A report released earlier this year from the National Academies of Science on Colorado River Basin Water Management concluded that "higher temperatures will result in less upper basin precipitation falling as snow, increased evaporative losses, and will shift the timing of peak spring snowmelt to earlier in the year." Reclamation is evaluating methodologies for incorporating climate change information into its west-wide operations.

Fortunately, Reclamation already possesses operational flexibility to respond to hydrologic change and fulfill its mission to deliver water and power in the West. Drought, flood, and wide climate variability are all common occurrences in the western United States. Given its mission, Reclamation must manage with this variability in mind. However, solutions and strategies for incorporating climate change science into water project operations is an emerging effort being undertaken by all western water management interests, not just Reclamation. Identifying the information needed will require coordinated participation from all the organizations that can provide expert climate and hydrologic sciences.

Reclamation works with its many partners to better understand and incorporate climate information into western water resource management. These partnerships include:

Secretary Kempthorne has convened a Climate Change Task Force chaired by Deputy Secretary Lynn Scarlett. In testimony delivered April 26, 2007, the Deputy Secretary spoke about the Task Force to the House Interior Appropriations Subcommittee. She explained that uncertainties persist on the timing, scale, and site-specific incidence of climate change impacts. Widely respected models differ in their projections about precipitation patterns, changes in vegetation, extent of sea level rises, and so on. Moreover, global climate modeling is just beginning to provide descriptions and projections at the regional and smaller scales that are needed to be useful for land managers on the ground.

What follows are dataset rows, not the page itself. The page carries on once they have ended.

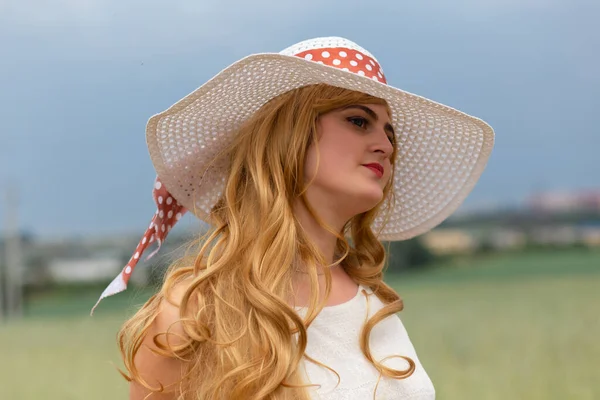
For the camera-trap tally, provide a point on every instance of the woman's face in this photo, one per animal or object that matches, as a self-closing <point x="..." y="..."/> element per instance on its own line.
<point x="355" y="145"/>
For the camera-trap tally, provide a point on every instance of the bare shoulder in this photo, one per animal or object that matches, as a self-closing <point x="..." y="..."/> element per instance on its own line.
<point x="157" y="369"/>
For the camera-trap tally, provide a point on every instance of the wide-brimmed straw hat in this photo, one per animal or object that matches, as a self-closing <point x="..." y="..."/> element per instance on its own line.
<point x="441" y="152"/>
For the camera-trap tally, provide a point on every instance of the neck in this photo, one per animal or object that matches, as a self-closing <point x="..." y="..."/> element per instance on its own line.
<point x="324" y="240"/>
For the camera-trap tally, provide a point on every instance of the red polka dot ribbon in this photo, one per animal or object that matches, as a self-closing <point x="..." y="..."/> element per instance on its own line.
<point x="168" y="212"/>
<point x="347" y="60"/>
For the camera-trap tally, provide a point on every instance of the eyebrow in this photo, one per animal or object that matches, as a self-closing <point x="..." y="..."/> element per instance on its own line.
<point x="388" y="127"/>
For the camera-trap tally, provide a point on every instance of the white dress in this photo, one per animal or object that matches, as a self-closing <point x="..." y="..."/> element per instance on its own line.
<point x="333" y="340"/>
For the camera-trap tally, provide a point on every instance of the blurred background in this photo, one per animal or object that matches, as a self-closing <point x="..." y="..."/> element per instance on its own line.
<point x="501" y="301"/>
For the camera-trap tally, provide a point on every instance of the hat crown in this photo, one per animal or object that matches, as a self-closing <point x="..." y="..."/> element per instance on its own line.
<point x="339" y="53"/>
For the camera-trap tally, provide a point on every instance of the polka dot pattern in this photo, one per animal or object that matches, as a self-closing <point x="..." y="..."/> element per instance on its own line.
<point x="346" y="59"/>
<point x="441" y="151"/>
<point x="167" y="214"/>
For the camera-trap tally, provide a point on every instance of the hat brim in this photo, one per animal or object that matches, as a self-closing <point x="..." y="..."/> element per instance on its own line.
<point x="441" y="151"/>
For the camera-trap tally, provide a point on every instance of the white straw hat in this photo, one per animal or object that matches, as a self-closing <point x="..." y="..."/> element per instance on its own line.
<point x="441" y="151"/>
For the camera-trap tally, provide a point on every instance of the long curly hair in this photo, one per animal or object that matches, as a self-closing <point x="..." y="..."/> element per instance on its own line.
<point x="242" y="337"/>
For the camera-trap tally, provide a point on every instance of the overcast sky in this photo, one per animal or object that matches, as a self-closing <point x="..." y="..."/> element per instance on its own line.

To address this, the Task Force has designated three subcommittees. The first is currently reviewing the legal and policy issues associated with reviewing climate change effects in land-use planning. The second subcommittee focuses on land and water management, and cataloguing impacts relevant to Interior managed lands and waters. And the third subcommittee will focus on whether modeling might be developed at regional scales to better project more location-specific changes to the landscapes we manage. The three subcommittees will evaluate information needs and whether new types of monitoring might strengthen our understanding of on-the-ground trends in water availability and timing of flows, vegetative patterns, movement of species and so on.

Reclamation will continue to develop these partnerships to better understand and incorporate climate information into western water resource management. However, we do not believe that operational changes to release patterns or storage levels at major water facilities are warranted at this time. In order for new operational regimes to be warranted, Reclamation would look for much more specific, real-time hydrologic indicators at the basin level than currently exist, to show that runoff and inflows are occurring far outside the normal range. In some locations, methods may be available for linking climate change information to actual runoff. But more specific data to inform those methods is needed, and Reclamation would look for a dramatic change in the timing and volume of inflows beyond the capability of current operations and flood plans before implementing substantial changes in operations.

We also continue to work with our water users to institute improved water management and conservation in order to be better prepared for any possible future impacts associated with climate change. Our Water 2025 and Water Conservation Field Services Program, as well as current processes to analyze shortage sharing and coordinated water operations in the Colorado River Basin, all are important in this effort.

Together, and with the support of Congress and our customers, we believe that these activities will make Reclamation well-equipped to adapt to climate change impacts if and when they bring about new hydrologic regimes within the river basins of the West.

This concludes my written statement. I am pleased to answer any questions the subcommittee may have.